I'm aware that Arenas may have lied to the front office about the nature of the incident. I've had that happen to me -- company executives withhold information or tell me outright untruths. Still, the team should have had a thorough and quick investigation to figure out what happened. Every one of those players who ultimately talked with D.C. police should have been long-since interviewed by a team-hired investigator.

The team should have done something concrete early to demonstrate they were taking the incident seriously. Maybe Arenas should have turned in all his guns back in December. Maybe Arenas should have issued an apology like the one published after he pleaded guilty -- but back in December. Maybe the team should have put Arenas on indefinite suspension right away, or (better) placed him on the inactive list pending the outcome of the investigation. The important thing was to be seen as taking action to address a serious issue. Taking action also would have removed Arenas from the limelight, gotten him away from reporters, and prevented the silliness that finally did result in David Stern stepping in.

And they should have shut down his Twitter account immediately.

The team needed to be aggressive (at least via phone calls and emails to reporters) about correcting mischaracterizations and factual errors. When a reporter gets something wrong, call them up and tell them. With the volume of coverage, it's a big job, but that's why teams have P.R. staff. It won't fix the article that just came out, but there's a chance the reporter will get it right the next time he writes about it.

The team also needed to reach out to fans -- especially season ticket holders -- early and often. Provide updates. Let them know what actions the team is taking. Tell them directly about developments. It's easy to do nowadays with e-mail, Facebook, Twitter, the team’s webpage, text messaging, etc. Plus, whatever message the team puts out gets amplified by mainstream media reporting it.

In effect, the team should constantly beat the media to the punch in reporting the latest news on the crisis.
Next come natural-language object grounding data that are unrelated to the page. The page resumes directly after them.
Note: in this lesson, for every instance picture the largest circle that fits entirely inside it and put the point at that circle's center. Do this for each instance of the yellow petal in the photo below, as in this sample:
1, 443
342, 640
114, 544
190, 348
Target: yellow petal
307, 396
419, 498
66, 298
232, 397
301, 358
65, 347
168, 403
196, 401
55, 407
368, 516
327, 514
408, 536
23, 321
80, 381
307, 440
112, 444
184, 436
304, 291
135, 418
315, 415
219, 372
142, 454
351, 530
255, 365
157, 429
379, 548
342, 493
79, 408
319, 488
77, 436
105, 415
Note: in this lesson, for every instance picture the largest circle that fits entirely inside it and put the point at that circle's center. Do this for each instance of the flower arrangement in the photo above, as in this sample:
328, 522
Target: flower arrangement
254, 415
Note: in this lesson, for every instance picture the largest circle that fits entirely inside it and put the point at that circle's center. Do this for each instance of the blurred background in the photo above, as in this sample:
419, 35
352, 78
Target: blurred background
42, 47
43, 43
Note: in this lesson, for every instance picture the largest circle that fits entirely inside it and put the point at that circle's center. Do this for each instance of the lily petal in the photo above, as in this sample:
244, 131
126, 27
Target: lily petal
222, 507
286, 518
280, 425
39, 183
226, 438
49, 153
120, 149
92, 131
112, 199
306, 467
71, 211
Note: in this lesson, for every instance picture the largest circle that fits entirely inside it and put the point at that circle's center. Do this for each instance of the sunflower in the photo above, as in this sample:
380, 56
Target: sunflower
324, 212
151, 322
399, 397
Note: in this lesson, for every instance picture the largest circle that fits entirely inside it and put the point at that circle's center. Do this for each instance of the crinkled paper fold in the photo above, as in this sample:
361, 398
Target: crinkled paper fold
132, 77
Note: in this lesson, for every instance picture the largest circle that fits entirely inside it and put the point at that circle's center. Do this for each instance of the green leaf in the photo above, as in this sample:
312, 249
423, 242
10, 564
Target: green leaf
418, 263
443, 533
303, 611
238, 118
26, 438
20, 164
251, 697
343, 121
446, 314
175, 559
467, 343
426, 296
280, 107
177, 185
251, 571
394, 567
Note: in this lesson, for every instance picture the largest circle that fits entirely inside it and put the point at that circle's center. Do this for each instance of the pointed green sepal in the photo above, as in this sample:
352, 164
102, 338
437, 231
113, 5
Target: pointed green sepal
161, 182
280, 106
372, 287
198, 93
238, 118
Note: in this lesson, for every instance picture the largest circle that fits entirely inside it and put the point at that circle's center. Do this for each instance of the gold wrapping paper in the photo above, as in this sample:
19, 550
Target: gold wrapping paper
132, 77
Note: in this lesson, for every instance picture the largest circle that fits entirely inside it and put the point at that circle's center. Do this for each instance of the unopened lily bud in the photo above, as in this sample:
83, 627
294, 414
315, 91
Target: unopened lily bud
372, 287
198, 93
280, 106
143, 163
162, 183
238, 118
Putting out a nothing statement after the fact makes management look slow, stodgy, out of touch, and even a bit dishonest and disingenuous. This doesn’t mean revealing every lurid detail, but the team should be out front every step of the way. Because that’s when the team gets to present developments in the manner most favorable to the team. Once the media gets its teeth into the story, the team is boxed into reactively answering questions. Reporting information before the press has it gives the team the chance to be proactive.

When there's a big incident like this, the battle for public opinion is often shaped by emotion, visuals and grand gestures. Arenas and the Wizards needed to come across as being authentic, having integrity and "doing the right thing." They needed to manage facts and perceptions. By that, I mean that they needed find ways to have the facts presented in the manner most favorable to them.

But, they didn't. And so, instead of looking open, forthright, accountable and responsible they look incompetent, out of touch, foolish and dishonest. They looked like they were trying to hide. They most assuredly did not look like they did the "right thing" at any point in all this.